Reinforcement Learning from AI Feedback (RLAIF)

A training method that uses a separate AI model to judge and rank outputs, replacing or supplementing the human raters used in traditional reinforcement learning from human feedback (RLHF). This makes preference training faster and cheaper to scale.

Reinforcement Learning from AI Feedback (RLAIF) is a training method that uses a separate AI model to judge and rank outputs, replacing or supplementing the human raters used in traditional reinforcement learning from human feedback (RLHF).
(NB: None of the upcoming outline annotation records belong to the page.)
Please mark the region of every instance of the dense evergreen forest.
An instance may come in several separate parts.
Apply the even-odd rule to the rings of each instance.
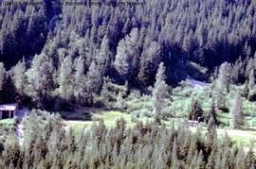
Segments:
[[[0,140],[0,168],[256,167],[253,144],[216,129],[256,128],[256,1],[68,2],[0,0],[0,103],[33,110],[24,145]],[[39,110],[81,107],[136,125],[77,131]],[[166,126],[179,118],[208,133]]]
[[[38,122],[41,122],[40,124]],[[137,123],[125,129],[123,119],[108,128],[102,121],[76,133],[63,127],[60,116],[33,111],[28,116],[27,144],[9,144],[0,156],[6,168],[254,168],[252,149],[232,148],[229,137],[218,142],[214,126],[203,137],[186,125],[167,128]],[[33,132],[31,132],[33,131]]]
[[[169,84],[209,81],[225,61],[232,63],[232,81],[244,83],[255,64],[254,1],[39,2],[1,1],[4,101],[92,105],[105,78],[144,93],[160,62]]]

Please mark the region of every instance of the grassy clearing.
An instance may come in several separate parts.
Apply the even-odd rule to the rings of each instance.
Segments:
[[[226,114],[227,115],[227,114]],[[73,127],[75,130],[82,130],[84,127],[88,127],[93,123],[97,123],[97,120],[103,119],[104,123],[107,127],[114,127],[116,124],[116,121],[122,117],[127,122],[127,127],[132,127],[136,125],[135,122],[132,122],[131,115],[120,112],[118,110],[99,110],[97,113],[94,111],[91,114],[91,117],[93,120],[91,121],[74,121],[74,120],[64,120],[64,123],[66,125],[66,127]],[[223,118],[225,118],[224,116]],[[228,117],[226,117],[228,118]],[[143,117],[140,118],[139,121],[142,121],[143,123],[146,123],[147,121],[152,121],[153,118],[147,118]],[[164,124],[167,127],[171,127],[173,125],[178,125],[182,123],[182,119],[173,118],[170,121],[164,121]],[[201,131],[203,133],[207,133],[207,127],[202,127]],[[195,132],[197,129],[197,127],[191,127],[190,129],[192,132]],[[225,128],[217,128],[217,133],[220,138],[225,137],[226,133],[230,137],[231,141],[235,143],[237,145],[243,145],[245,147],[249,147],[251,144],[256,142],[256,132],[254,130],[237,130],[237,129],[225,129]]]

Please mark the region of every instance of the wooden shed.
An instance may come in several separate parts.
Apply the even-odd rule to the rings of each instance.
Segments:
[[[0,105],[0,119],[12,118],[16,116],[18,112],[18,103]]]

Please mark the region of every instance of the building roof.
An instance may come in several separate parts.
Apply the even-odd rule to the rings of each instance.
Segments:
[[[18,108],[18,103],[0,105],[0,110],[15,110]]]

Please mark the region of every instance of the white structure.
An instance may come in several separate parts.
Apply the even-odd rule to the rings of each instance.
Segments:
[[[194,120],[189,120],[189,121],[188,121],[189,127],[194,127],[194,126],[197,126],[198,123],[199,123],[198,121],[194,121]]]
[[[0,119],[12,118],[19,112],[19,104],[5,104],[0,105]]]

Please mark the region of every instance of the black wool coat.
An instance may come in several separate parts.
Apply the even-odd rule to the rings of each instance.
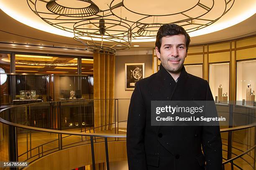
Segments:
[[[151,126],[151,101],[156,100],[213,98],[207,81],[188,74],[184,66],[177,82],[161,65],[137,82],[127,122],[129,170],[221,170],[219,127]]]

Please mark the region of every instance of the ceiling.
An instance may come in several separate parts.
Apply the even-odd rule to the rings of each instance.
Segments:
[[[73,1],[74,0],[70,0],[68,1],[69,2],[68,3]],[[99,6],[100,8],[107,9],[108,4],[109,5],[112,1],[95,0],[93,1]],[[198,3],[197,1],[194,0],[187,0],[187,1],[184,0],[182,3],[182,5],[181,6],[180,2],[178,3],[178,1],[162,0],[161,1],[162,3],[159,3],[159,1],[158,1],[158,3],[155,3],[156,1],[151,0],[147,1],[147,5],[145,6],[144,1],[136,1],[136,5],[133,5],[135,3],[134,0],[124,0],[123,3],[128,9],[132,10],[133,11],[148,15],[169,14],[168,13],[170,13],[170,11],[172,13],[175,13],[184,10],[194,5],[195,3],[196,4],[196,3]],[[210,3],[209,3],[210,1],[204,0],[200,0],[200,2],[206,4],[207,2]],[[220,0],[215,0],[215,3],[217,5],[220,4],[220,1],[221,1]],[[60,2],[63,3],[63,5],[67,5],[65,3],[67,3],[68,1],[62,0]],[[56,51],[64,51],[63,52],[64,53],[68,53],[68,51],[72,53],[77,53],[77,55],[82,53],[87,56],[92,55],[92,53],[89,51],[77,50],[77,49],[84,49],[84,46],[82,43],[75,41],[71,37],[73,36],[72,33],[70,34],[70,33],[68,32],[67,33],[66,33],[62,34],[61,33],[63,33],[64,31],[63,30],[60,31],[59,30],[55,32],[55,34],[49,33],[49,32],[51,32],[49,30],[51,30],[51,29],[54,30],[54,31],[56,31],[57,29],[48,24],[32,12],[29,9],[26,0],[0,0],[0,3],[1,9],[4,10],[5,13],[8,13],[9,15],[12,17],[17,16],[17,15],[21,17],[16,17],[15,19],[20,21],[23,21],[23,22],[24,23],[26,23],[24,20],[26,19],[34,20],[33,23],[31,23],[32,24],[29,24],[26,23],[31,26],[28,26],[13,19],[3,11],[0,10],[0,18],[1,23],[2,23],[0,28],[0,42],[31,45],[30,48],[28,48],[29,49],[28,49],[28,51],[31,49],[33,51],[41,51],[41,49],[39,49],[38,46],[31,46],[35,45],[43,46],[45,49],[49,49],[49,47],[51,47],[52,48],[54,47],[54,49],[56,49],[56,48],[57,47],[58,48],[56,50]],[[170,4],[172,8],[169,7],[170,5],[163,5],[162,4]],[[71,4],[69,4],[68,5],[71,5]],[[83,5],[86,6],[86,4]],[[145,6],[142,8],[141,6],[143,5]],[[174,6],[175,8],[173,8],[172,7]],[[218,8],[218,7],[217,5],[217,8],[215,10],[218,11],[219,9],[219,10],[221,10],[221,8],[219,8],[219,8]],[[173,8],[172,10],[170,10]],[[192,36],[191,44],[196,45],[224,41],[256,34],[256,26],[253,24],[256,23],[255,9],[256,9],[256,1],[251,0],[235,1],[230,10],[218,21],[205,28],[190,33],[190,35]],[[152,11],[152,13],[147,13],[148,11]],[[115,13],[117,15],[118,14],[117,14],[118,13],[117,12]],[[136,15],[129,15],[127,11],[125,12],[123,10],[122,15],[124,16],[131,15],[130,17],[131,20],[133,19],[133,17],[136,17]],[[212,13],[209,14],[207,17],[213,17],[214,15]],[[122,16],[121,17],[123,18],[124,16]],[[128,18],[128,19],[126,18],[127,20],[129,20],[129,17],[126,17]],[[165,19],[166,18],[163,19],[163,20]],[[149,22],[149,20],[145,20],[145,22]],[[45,28],[51,28],[48,30]],[[38,29],[49,32],[40,30]],[[65,36],[60,36],[59,34]],[[202,35],[196,36],[200,34]],[[129,50],[129,51],[138,50],[139,49],[149,49],[154,46],[154,39],[149,42],[136,41],[132,41],[131,48]],[[140,46],[136,48],[133,47],[134,45],[138,45]],[[23,48],[23,50],[24,48],[22,46],[18,45],[15,47],[17,48],[15,49],[16,50],[19,50],[19,48]],[[13,46],[11,47],[6,44],[2,43],[0,45],[0,48],[2,50],[4,49],[13,50]]]

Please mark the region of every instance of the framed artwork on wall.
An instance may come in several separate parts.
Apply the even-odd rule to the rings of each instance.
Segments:
[[[134,90],[135,84],[145,78],[144,63],[125,64],[125,90]]]

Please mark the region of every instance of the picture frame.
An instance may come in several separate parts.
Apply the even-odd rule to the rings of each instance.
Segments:
[[[125,90],[133,90],[136,82],[145,78],[145,63],[125,63]]]

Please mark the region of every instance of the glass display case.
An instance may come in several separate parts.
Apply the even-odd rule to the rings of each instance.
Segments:
[[[41,99],[49,101],[49,75],[15,76],[16,100]]]
[[[201,78],[202,78],[202,64],[184,65],[186,71]]]
[[[53,75],[55,101],[93,99],[93,76]]]
[[[209,83],[216,102],[227,103],[229,94],[229,63],[210,63]]]
[[[238,61],[236,69],[236,101],[255,106],[256,60]]]

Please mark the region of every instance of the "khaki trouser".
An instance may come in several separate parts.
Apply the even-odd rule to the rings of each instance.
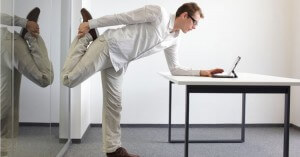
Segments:
[[[73,40],[62,71],[62,81],[64,85],[74,87],[97,71],[101,71],[103,151],[110,153],[121,147],[120,112],[124,70],[117,72],[114,70],[108,45],[103,36],[89,45],[91,41],[89,33]]]
[[[1,155],[12,150],[18,134],[22,75],[41,87],[53,82],[52,64],[43,39],[29,33],[25,39],[1,28]]]

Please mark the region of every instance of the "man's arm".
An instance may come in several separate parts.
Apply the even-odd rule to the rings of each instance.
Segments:
[[[26,28],[27,19],[21,18],[19,16],[14,16],[14,18],[8,14],[1,13],[1,24],[7,26],[20,26]]]
[[[211,70],[193,70],[178,63],[178,44],[175,44],[165,49],[165,56],[168,63],[169,70],[175,76],[206,76],[211,77],[213,74],[222,73],[223,69],[216,68]]]

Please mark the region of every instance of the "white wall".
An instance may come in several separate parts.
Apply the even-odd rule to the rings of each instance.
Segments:
[[[188,1],[84,1],[93,17],[159,4],[174,12]],[[295,0],[296,1],[296,0]],[[183,36],[180,62],[192,68],[228,68],[242,56],[237,72],[291,76],[291,6],[287,0],[198,0],[205,19]],[[86,6],[85,3],[93,5]],[[299,6],[299,5],[298,5]],[[298,27],[299,28],[299,27]],[[100,28],[103,32],[106,28]],[[295,58],[295,57],[294,57]],[[299,67],[299,66],[298,66]],[[168,82],[157,72],[168,71],[163,53],[132,62],[124,78],[122,123],[165,124]],[[91,79],[91,123],[101,123],[100,74]],[[174,86],[173,122],[184,121],[184,87]],[[217,99],[216,99],[217,98]],[[241,95],[191,97],[192,123],[238,123]],[[247,95],[247,123],[282,123],[283,95]]]
[[[300,78],[300,1],[299,0],[292,0],[292,6],[293,6],[293,23],[292,23],[292,30],[293,30],[293,77],[294,78]],[[292,99],[291,99],[291,113],[293,115],[292,122],[300,126],[300,88],[294,87],[292,88]]]

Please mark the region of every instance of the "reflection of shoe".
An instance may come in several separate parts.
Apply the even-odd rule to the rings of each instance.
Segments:
[[[33,8],[27,15],[27,20],[28,21],[34,21],[37,22],[38,18],[40,15],[40,8],[35,7]],[[21,37],[24,39],[25,34],[27,33],[27,29],[26,28],[22,28],[21,30]]]
[[[106,153],[107,157],[140,157],[138,155],[129,154],[125,148],[120,147],[113,153]]]
[[[83,22],[88,22],[90,19],[92,19],[92,15],[85,8],[82,8],[80,12],[83,18]],[[97,39],[99,34],[97,29],[90,29],[89,33],[93,37],[93,40]]]

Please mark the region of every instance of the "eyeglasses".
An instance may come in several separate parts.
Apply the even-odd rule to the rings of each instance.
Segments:
[[[192,19],[192,21],[193,21],[193,24],[195,25],[195,26],[197,26],[198,25],[198,21],[197,20],[195,20],[191,15],[189,15],[188,14],[188,16],[189,16],[189,18],[191,18]]]

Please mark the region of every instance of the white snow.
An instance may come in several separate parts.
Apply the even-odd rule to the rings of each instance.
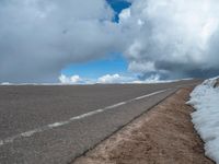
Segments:
[[[196,109],[192,121],[205,142],[205,154],[219,164],[219,77],[206,80],[191,94],[188,104]]]

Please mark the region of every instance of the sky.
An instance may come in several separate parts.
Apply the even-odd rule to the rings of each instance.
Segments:
[[[1,0],[0,83],[218,75],[218,0]]]

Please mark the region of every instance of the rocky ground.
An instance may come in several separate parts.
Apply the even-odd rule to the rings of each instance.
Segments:
[[[212,164],[194,130],[182,89],[100,143],[74,164]]]

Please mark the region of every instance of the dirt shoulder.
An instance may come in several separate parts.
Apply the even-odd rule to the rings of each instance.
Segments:
[[[212,164],[185,105],[191,91],[177,91],[74,164]]]

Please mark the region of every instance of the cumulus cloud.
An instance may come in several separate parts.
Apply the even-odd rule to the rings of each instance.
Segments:
[[[67,77],[65,74],[61,74],[59,77],[59,81],[62,84],[79,84],[79,83],[83,83],[83,80],[79,75]]]
[[[219,1],[136,0],[120,25],[129,70],[161,78],[219,73]],[[148,77],[148,75],[146,75]]]
[[[120,49],[104,0],[1,0],[0,81],[56,82],[60,70]]]
[[[119,74],[105,74],[97,79],[97,83],[129,83],[134,80],[134,77],[124,77]]]
[[[128,1],[113,23],[105,0],[1,0],[0,82],[57,82],[65,66],[114,51],[140,80],[219,73],[218,0]]]

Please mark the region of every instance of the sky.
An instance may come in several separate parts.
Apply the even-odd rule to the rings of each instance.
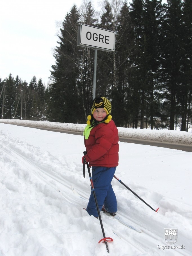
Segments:
[[[92,1],[96,10],[99,0]],[[82,0],[6,0],[0,3],[0,77],[11,73],[29,83],[34,75],[47,85],[51,66],[55,64],[53,49],[59,29],[73,4]]]
[[[82,131],[82,124],[64,124]],[[191,135],[149,130],[147,136],[162,139]],[[192,153],[119,143],[115,176],[159,209],[155,212],[113,179],[117,217],[140,232],[101,212],[105,236],[113,240],[108,253],[98,243],[103,237],[99,220],[83,208],[91,192],[86,168],[83,176],[83,136],[0,123],[0,137],[1,256],[191,255]],[[177,237],[169,240],[170,229]]]
[[[96,10],[98,1],[92,1]],[[29,83],[34,75],[46,85],[55,63],[57,22],[62,21],[73,4],[82,0],[7,0],[0,3],[0,77],[11,73]]]

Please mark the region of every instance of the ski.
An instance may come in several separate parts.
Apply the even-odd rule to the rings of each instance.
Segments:
[[[80,198],[81,198],[82,199],[85,199],[85,198],[84,197],[82,197],[79,194],[78,192],[77,192],[74,188],[72,186],[71,186],[71,188],[73,193],[75,195],[76,195],[77,196],[78,196]],[[122,217],[117,217],[116,215],[115,216],[111,216],[111,215],[110,215],[109,213],[108,213],[107,212],[104,212],[105,213],[107,214],[108,215],[108,214],[109,215],[109,217],[110,216],[110,217],[112,217],[112,218],[114,218],[114,219],[115,219],[121,224],[122,224],[124,226],[126,226],[128,228],[129,228],[133,230],[135,230],[135,231],[137,232],[138,232],[139,233],[141,233],[143,232],[143,231],[139,227],[137,226],[134,223],[128,223],[127,220],[123,219]]]
[[[110,215],[109,213],[104,212],[105,213],[109,215],[109,217],[112,217],[112,218],[116,219],[117,221],[118,221],[121,224],[123,224],[128,228],[129,228],[131,229],[138,232],[139,233],[142,233],[143,232],[143,230],[142,230],[138,226],[137,226],[135,224],[133,223],[130,223],[127,222],[127,220],[123,219],[122,217],[119,217],[116,215],[115,216],[111,216]]]

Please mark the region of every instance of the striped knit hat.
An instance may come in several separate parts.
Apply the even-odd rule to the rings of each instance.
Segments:
[[[98,97],[95,98],[93,101],[91,108],[91,113],[93,114],[97,108],[104,108],[108,115],[110,115],[111,112],[111,102],[105,97]]]
[[[91,124],[93,120],[93,114],[95,110],[97,108],[104,108],[107,112],[107,116],[103,121],[106,124],[109,123],[111,121],[112,117],[111,115],[111,102],[105,97],[100,96],[95,98],[91,102],[91,115],[89,115],[87,117],[88,120],[87,124]],[[96,123],[95,123],[95,124]]]

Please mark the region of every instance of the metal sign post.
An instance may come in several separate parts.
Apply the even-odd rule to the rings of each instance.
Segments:
[[[85,24],[78,25],[77,45],[95,49],[93,99],[95,97],[97,49],[115,51],[115,32]]]

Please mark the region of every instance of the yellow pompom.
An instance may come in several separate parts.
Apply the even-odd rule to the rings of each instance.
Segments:
[[[112,118],[112,116],[110,115],[109,115],[107,117],[107,119],[106,119],[106,120],[105,120],[104,122],[106,124],[108,124],[111,121]]]

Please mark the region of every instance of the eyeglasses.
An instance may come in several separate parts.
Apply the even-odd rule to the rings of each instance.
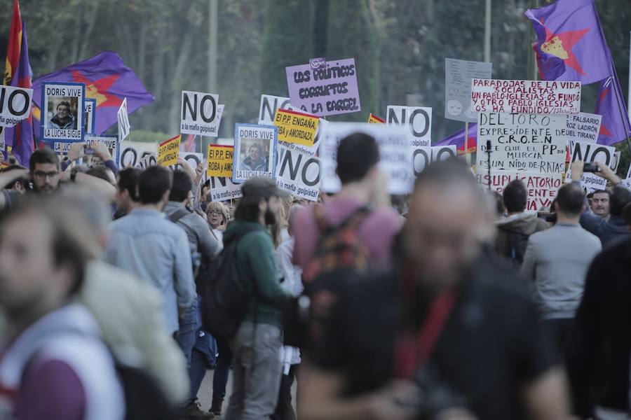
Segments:
[[[50,171],[50,172],[44,172],[43,171],[35,171],[33,172],[33,175],[34,175],[36,178],[39,178],[41,179],[46,179],[46,178],[53,178],[59,175],[59,172]]]

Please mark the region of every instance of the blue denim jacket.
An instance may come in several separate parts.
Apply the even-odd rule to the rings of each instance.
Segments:
[[[177,331],[178,307],[190,307],[196,296],[186,234],[150,209],[134,209],[109,227],[106,260],[155,286],[170,332]]]

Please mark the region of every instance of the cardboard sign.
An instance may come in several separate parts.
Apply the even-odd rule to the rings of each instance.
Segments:
[[[598,162],[606,164],[609,167],[615,166],[616,148],[602,144],[595,144],[587,141],[574,141],[570,161],[574,162],[582,160],[585,162]],[[571,182],[572,171],[571,165],[568,168],[565,174],[565,181]],[[581,177],[581,183],[588,192],[592,192],[596,190],[604,190],[607,185],[607,181],[602,176],[599,176],[591,172],[584,172]]]
[[[414,176],[418,176],[427,166],[434,162],[445,160],[458,155],[455,144],[434,147],[413,148],[412,164]]]
[[[321,167],[318,158],[279,148],[276,185],[292,195],[318,201]]]
[[[93,145],[95,143],[102,143],[107,147],[109,150],[109,154],[111,155],[114,162],[117,164],[119,162],[120,150],[118,148],[118,138],[116,134],[100,134],[98,136],[95,134],[86,134],[83,141],[86,142],[85,148],[86,152],[88,151],[89,149],[94,148]],[[73,143],[55,141],[52,144],[51,148],[57,155],[62,157],[66,156]],[[48,144],[48,146],[50,146],[50,144]]]
[[[227,201],[243,197],[241,186],[229,178],[210,178],[210,197],[212,201]]]
[[[361,111],[355,59],[285,68],[292,104],[304,112],[323,117]]]
[[[179,132],[196,136],[219,135],[219,95],[182,91]]]
[[[308,114],[278,109],[274,125],[278,127],[278,141],[311,147],[316,141],[320,118]]]
[[[139,167],[141,169],[146,169],[149,167],[157,165],[158,158],[156,157],[156,155],[154,153],[149,153],[148,155],[143,156],[140,160],[138,161],[138,164],[136,167]]]
[[[330,122],[323,137],[320,148],[322,164],[322,189],[337,192],[341,184],[336,174],[337,146],[340,141],[355,132],[374,137],[379,146],[379,167],[388,175],[388,192],[390,194],[407,194],[412,190],[414,174],[409,141],[405,127],[367,122]],[[362,150],[357,150],[361,157]]]
[[[158,155],[158,145],[156,143],[128,141],[124,146],[123,144],[121,144],[118,166],[121,168],[137,167],[140,160],[147,155],[153,153],[156,156]]]
[[[295,108],[292,106],[289,98],[271,94],[262,94],[261,106],[259,107],[259,125],[273,125],[277,109],[292,111]]]
[[[96,99],[86,99],[85,114],[83,118],[83,130],[86,134],[93,134],[94,127],[96,124]]]
[[[234,162],[232,181],[250,178],[273,178],[276,174],[278,127],[255,124],[234,125]]]
[[[580,112],[567,116],[567,141],[596,143],[602,115]]]
[[[0,85],[0,127],[13,127],[27,118],[32,99],[32,89]]]
[[[208,145],[206,174],[208,176],[232,176],[234,148],[231,146]]]
[[[41,140],[82,141],[86,85],[43,83],[41,89]]]
[[[118,139],[123,141],[129,135],[131,126],[129,125],[129,114],[127,112],[127,98],[123,99],[121,108],[116,113],[118,120]]]
[[[182,134],[165,140],[158,146],[158,164],[168,167],[177,163]]]
[[[445,59],[445,118],[475,122],[471,110],[471,79],[491,78],[491,63]]]
[[[372,112],[368,115],[368,124],[385,124],[386,121],[374,115]]]
[[[261,95],[261,106],[259,109],[259,125],[273,125],[274,115],[278,109],[287,109],[289,111],[294,111],[296,108],[292,106],[291,102],[289,98],[285,97],[277,97],[271,94]],[[327,120],[323,118],[320,119],[318,124],[318,131],[316,132],[316,138],[313,141],[313,145],[311,146],[298,144],[297,143],[288,143],[287,141],[278,141],[278,146],[288,148],[291,150],[305,153],[309,156],[315,156],[318,153],[318,148],[320,147],[320,139],[322,136],[322,132],[325,129]]]
[[[388,124],[406,127],[409,146],[429,147],[432,143],[432,108],[388,105]]]
[[[581,112],[581,82],[474,78],[471,84],[471,108],[475,112]]]
[[[566,116],[481,112],[477,119],[477,172],[491,169],[561,174],[565,170]]]
[[[521,179],[528,189],[528,204],[526,209],[538,211],[543,208],[550,209],[557,197],[557,192],[563,185],[561,174],[534,174],[515,171],[491,171],[491,189],[501,194],[504,187],[513,179]],[[489,186],[489,176],[479,174],[477,183],[484,189]]]

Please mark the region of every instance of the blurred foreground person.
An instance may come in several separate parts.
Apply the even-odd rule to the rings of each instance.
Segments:
[[[68,209],[30,203],[0,234],[0,309],[10,338],[0,344],[0,417],[118,420],[124,395],[99,326],[71,303],[93,244]]]
[[[419,176],[406,258],[340,297],[301,372],[301,420],[440,419],[453,409],[452,419],[567,418],[536,307],[512,267],[481,253],[486,207],[459,161]]]
[[[504,188],[504,206],[508,217],[496,222],[497,239],[496,251],[510,260],[515,267],[524,261],[528,238],[532,234],[545,230],[550,225],[537,217],[536,213],[526,211],[528,190],[520,179],[514,179]]]
[[[522,274],[534,284],[535,301],[559,360],[565,355],[588,268],[602,249],[600,239],[578,224],[584,203],[579,186],[561,187],[555,204],[557,224],[530,237],[522,265]]]
[[[631,239],[621,241],[590,267],[568,344],[574,413],[581,419],[631,419]]]

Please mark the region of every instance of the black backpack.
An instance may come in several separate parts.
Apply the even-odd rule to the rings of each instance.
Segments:
[[[234,337],[250,309],[256,293],[256,282],[240,278],[237,246],[257,227],[242,227],[229,241],[210,267],[202,295],[201,315],[204,329],[215,338]]]
[[[515,265],[521,265],[524,262],[530,235],[519,232],[506,232],[506,234],[509,251],[506,256]]]

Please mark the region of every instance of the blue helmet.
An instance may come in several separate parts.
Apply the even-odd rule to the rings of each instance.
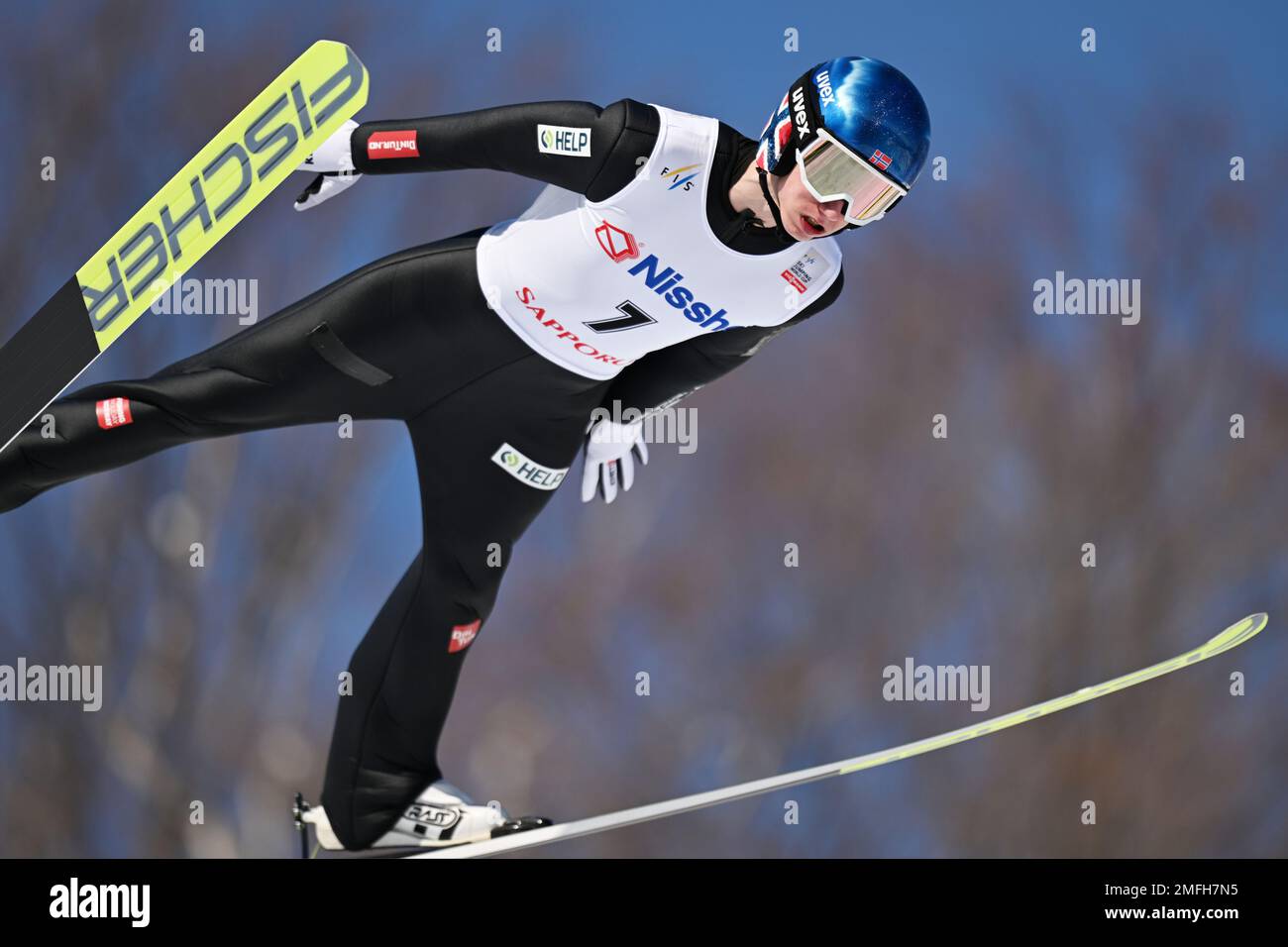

The AI judge, often a larger model guided by explicit principles like "prefer the more helpful, harmless, and honest response," evaluates thousands of output pairs at a fraction of the cost and time, generating the preference data needed to train the model. Anthropic's Constitutional AI is a prominent example: the model critiques its own outputs against a written constitution, and those self-critiques become the training signal.

Builder example

When a model's safety documentation says it was trained with AI feedback, the quality and biases of the judge model directly influence the result. If the AI judge consistently rates cautious responses higher, the trained model will lean toward excessive caution. This helps explain why models from different labs feel different: their AI judges were configured with different priorities.

Common confusion: AI feedback is not inherently more objective than human feedback. The judge model carries its own biases and blind spots, which get baked into the training signal just as human biases would.